Malloc Can Double Multi-threaded Ruby Program Memory Usage

by Nate Berkopec (@nateberkopec) of (who?), a Rails performance consultancy.

Summary: Memory fragmentation is difficult to measure and diagnose, but it can also sometimes be very easy to fix. Let's look at one source of memory fragmentation in multi-threaded CRuby programs: malloc's per-thread memory arenas. (3343 words/20 minutes)

Sometimes, it really is that simple.

It’s not every day that a simple configuration change can completely solve a problem.

I had a client whose Sidekiq processes were using a lot of memory - about a gigabyte each. They would start at about 300MB each, then slowly grow over the course of several hours to almost a gigabyte, where they would start to level off.

I asked him to change a single environment variable: MALLOC_ARENA_MAX. “Please set it to 2.”

His processes restarted, and immediately the slow growth was eliminated. Processes settled at about half the memory usage they had before - around 512MB each.

Actually, it’s not that simple. There are no free lunches. Though this one might be close to free. Like a ten cent lunch.

Now, before you go copy-pasting this “magical” environment variable into all of your application environments, know this: there are drawbacks. You may not be suffering the problem it solves. There are no silver bullets.

Ruby is not known for being a language that’s light on memory use. Many Rails applications suffer from up to a gigabyte of memory use per process. That’s approaching Java levels. Sidekiq, the popular Ruby background job processor, has processes which can get just as large or even larger. The reasons are many, but one reason in particular is extremely difficult to diagnose and debug: fragmentation.

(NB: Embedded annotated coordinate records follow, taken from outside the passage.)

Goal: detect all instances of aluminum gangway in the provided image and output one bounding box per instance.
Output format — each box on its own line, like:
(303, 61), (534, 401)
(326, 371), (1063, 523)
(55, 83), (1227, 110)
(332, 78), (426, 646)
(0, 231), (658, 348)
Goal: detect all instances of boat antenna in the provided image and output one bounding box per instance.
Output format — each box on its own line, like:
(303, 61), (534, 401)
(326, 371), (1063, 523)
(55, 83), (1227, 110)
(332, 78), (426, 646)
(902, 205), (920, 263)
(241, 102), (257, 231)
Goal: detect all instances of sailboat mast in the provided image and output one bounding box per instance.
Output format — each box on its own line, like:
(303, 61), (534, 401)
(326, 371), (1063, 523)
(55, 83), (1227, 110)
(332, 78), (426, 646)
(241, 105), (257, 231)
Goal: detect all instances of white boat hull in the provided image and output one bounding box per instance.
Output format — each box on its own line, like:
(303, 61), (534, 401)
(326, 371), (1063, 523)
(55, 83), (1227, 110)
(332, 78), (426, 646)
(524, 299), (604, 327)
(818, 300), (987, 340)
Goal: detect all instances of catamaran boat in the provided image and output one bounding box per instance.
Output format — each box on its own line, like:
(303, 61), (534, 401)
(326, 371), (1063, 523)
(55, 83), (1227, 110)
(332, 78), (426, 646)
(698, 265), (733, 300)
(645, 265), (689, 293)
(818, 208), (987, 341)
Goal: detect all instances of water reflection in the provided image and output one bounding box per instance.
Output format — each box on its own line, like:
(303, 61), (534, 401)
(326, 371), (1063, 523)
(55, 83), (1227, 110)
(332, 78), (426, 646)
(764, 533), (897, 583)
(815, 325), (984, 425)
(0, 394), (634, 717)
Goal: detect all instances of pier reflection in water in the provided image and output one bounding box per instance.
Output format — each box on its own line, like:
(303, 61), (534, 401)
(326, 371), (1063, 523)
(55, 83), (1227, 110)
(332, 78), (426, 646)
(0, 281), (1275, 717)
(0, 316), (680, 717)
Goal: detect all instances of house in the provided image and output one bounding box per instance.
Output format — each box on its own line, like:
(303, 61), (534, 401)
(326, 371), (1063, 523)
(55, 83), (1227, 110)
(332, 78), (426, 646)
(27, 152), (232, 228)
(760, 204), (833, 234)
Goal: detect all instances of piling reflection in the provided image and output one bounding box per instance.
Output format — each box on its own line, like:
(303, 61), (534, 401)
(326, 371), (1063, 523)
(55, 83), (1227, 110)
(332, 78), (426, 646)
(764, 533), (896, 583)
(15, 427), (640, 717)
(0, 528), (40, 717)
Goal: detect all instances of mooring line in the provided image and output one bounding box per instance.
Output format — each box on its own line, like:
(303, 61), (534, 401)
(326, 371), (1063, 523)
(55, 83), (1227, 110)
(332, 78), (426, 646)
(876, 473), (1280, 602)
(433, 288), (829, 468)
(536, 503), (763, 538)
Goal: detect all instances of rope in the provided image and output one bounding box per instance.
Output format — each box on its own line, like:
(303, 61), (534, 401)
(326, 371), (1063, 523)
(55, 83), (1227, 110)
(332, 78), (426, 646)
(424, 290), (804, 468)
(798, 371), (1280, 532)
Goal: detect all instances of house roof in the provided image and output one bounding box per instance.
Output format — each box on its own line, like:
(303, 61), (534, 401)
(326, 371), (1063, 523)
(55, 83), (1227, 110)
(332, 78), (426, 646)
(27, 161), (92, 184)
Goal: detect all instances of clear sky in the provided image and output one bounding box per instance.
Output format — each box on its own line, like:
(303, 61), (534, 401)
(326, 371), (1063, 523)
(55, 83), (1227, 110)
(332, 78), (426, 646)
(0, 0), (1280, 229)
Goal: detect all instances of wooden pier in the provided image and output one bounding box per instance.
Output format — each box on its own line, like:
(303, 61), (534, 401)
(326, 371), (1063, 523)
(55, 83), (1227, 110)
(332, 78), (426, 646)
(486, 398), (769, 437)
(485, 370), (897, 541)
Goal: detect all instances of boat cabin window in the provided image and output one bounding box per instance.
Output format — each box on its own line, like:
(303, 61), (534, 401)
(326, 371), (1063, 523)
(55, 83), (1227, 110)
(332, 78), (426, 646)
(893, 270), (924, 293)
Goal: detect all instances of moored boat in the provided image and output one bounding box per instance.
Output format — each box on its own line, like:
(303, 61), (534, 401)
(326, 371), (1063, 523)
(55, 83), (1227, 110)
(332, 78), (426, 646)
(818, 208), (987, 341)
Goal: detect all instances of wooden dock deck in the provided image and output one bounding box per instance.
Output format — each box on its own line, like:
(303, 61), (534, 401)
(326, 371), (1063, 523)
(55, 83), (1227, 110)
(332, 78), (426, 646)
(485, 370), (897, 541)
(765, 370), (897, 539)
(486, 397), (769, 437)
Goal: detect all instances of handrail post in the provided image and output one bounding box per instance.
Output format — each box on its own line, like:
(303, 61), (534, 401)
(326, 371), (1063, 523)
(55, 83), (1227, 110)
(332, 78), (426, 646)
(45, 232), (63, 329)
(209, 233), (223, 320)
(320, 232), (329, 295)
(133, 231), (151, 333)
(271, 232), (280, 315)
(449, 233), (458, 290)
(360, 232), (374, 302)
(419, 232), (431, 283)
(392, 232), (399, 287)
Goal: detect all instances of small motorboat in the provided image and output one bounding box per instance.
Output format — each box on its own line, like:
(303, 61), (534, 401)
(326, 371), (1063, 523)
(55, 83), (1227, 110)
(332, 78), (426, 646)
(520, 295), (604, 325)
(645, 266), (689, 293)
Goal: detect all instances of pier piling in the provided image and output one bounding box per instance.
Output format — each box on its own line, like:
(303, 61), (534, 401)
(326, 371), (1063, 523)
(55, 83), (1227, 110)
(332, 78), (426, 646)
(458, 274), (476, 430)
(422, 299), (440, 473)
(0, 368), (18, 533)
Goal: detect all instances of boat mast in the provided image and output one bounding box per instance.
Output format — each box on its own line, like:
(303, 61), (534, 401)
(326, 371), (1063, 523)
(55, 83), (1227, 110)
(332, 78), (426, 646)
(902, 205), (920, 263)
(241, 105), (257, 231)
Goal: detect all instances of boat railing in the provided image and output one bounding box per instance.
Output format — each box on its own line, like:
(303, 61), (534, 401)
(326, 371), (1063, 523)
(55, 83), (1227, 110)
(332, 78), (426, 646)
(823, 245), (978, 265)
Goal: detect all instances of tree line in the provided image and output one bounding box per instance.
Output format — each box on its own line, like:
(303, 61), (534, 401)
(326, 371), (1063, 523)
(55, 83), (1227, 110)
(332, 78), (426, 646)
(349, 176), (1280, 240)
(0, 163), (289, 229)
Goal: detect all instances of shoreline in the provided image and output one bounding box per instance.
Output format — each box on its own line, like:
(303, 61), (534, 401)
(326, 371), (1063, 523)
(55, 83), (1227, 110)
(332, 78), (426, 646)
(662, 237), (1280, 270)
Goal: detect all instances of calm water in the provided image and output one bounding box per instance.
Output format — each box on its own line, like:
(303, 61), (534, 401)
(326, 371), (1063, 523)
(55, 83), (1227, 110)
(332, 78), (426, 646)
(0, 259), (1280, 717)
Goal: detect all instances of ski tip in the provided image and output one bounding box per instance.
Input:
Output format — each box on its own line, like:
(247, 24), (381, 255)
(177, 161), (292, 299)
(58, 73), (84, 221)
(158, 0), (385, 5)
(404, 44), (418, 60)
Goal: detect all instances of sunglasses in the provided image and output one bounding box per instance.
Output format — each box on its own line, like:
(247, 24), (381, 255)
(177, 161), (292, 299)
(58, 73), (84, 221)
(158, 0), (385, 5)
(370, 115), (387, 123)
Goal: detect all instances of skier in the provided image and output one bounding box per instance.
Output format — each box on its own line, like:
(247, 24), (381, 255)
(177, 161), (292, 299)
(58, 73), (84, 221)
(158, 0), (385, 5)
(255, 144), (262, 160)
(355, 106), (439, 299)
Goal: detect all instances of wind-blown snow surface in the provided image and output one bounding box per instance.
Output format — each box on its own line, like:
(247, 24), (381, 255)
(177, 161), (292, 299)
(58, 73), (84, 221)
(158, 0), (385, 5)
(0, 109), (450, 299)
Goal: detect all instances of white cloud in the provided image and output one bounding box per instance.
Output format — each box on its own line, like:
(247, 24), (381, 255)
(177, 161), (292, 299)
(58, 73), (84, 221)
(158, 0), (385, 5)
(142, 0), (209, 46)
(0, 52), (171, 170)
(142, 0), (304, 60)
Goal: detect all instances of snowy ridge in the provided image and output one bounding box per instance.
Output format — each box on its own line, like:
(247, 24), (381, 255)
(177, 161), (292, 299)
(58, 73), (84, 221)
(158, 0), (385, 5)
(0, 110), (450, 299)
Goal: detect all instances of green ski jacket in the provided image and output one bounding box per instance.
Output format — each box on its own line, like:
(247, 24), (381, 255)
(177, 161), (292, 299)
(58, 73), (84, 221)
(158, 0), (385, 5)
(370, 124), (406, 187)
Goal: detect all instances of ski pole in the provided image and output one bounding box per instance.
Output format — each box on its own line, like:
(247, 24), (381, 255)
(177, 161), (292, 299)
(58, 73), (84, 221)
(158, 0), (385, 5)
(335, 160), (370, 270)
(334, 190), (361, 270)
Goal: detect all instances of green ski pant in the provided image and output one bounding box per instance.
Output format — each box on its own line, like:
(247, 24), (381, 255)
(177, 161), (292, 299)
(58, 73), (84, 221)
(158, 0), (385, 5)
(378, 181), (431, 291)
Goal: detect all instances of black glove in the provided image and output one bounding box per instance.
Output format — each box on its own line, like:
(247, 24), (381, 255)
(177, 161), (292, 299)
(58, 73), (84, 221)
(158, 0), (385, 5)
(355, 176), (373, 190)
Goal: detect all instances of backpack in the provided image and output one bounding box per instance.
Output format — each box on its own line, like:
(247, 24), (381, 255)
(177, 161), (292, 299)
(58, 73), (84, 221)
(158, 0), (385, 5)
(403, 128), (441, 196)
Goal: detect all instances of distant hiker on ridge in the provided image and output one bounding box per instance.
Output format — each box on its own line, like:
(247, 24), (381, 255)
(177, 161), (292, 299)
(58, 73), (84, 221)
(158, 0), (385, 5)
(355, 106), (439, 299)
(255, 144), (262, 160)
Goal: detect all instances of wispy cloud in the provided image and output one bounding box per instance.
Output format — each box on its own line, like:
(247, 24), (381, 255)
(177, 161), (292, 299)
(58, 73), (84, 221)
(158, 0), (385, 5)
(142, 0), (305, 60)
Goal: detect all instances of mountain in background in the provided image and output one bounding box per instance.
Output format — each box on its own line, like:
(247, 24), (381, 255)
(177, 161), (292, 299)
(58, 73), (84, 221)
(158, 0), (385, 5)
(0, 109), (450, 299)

Typical Ruby memory growth looks logarithmic.

The problem manifests itself as a slow, creeping memory growth in Ruby processes. It is often mistaken for a memory leak. However, unlike a memory leak, memory growth due to fragmentation is logarithmic, while memory leaks are linear.

A memory leak in a Ruby program is usually caused by a C-extension bug. For example, if your Markdown parser leaks 10kb every time you call it, your memory growth will continue forever at a linear rate, since you tend to call the markdown parser at a regular frequency.

Memory fragmentation causes logarithmic growth in memory. It looks like a long curve, approaching some unseen limit. All Ruby processes experience some memory fragmentation. It’s an inevitable consequence of how Ruby manages memory.

In particular, Ruby cannot move objects in memory. Doing so would potentially break any C language extensions which are holding raw pointers to a Ruby object. If we can’t move objects in memory, fragmentation is an inevitable result. It’s a fairly common issue in C programs, not just Ruby.

Actual client graph. This is what fragmentation looks like. Note the enormous drop after MALLOC_ARENA_MAX changed to 2.

However, fragmentation can sometimes cause Ruby programs to twice as much memory as they would otherwise, sometimes as much as four times more!

Ruby programmers aren’t used to thinking about memory, especially not at the level of malloc. And that’s OK: the entire language is designed to abstract memory away from the programmer. It’s right in the manpage. But while Ruby can guarantee memory safety, it cannot provide perfect memory abstraction. One cannot be completely ignorant of memory. Because Ruby programmers are often inexperienced with how computer memory works, when problems occur, they often have no idea where to even start with debugging it, and may dismiss it as an intrinsic feature of a dynamic, interpreted language like Ruby.

“And underneath 4 layers of memory abstraction, she noticed some fragmentation!”

What makes it worse is that memory is abstracted away from Rubyists through four separate layers. First is the Ruby virtual machine itself, which has its own internal organization and memory tracking features (sometimes called the ObjectSpace). Second is the allocator, which differs greatly in behavior depending on the particular implementation you’re using. Third is the operating system, which abstracts actual physical memory addresses away into virtual memory addresses. The way it does this varies significantly depending on the kernel - Mach does this much differently than Linux, for example. Finally, there’s the actual hardware itself, which uses several strategies to keep frequently-accessed data in “hot” locations where it can be more quickly accessed. There are even special parts of the CPU involved here, such as the translation lookaside buffer.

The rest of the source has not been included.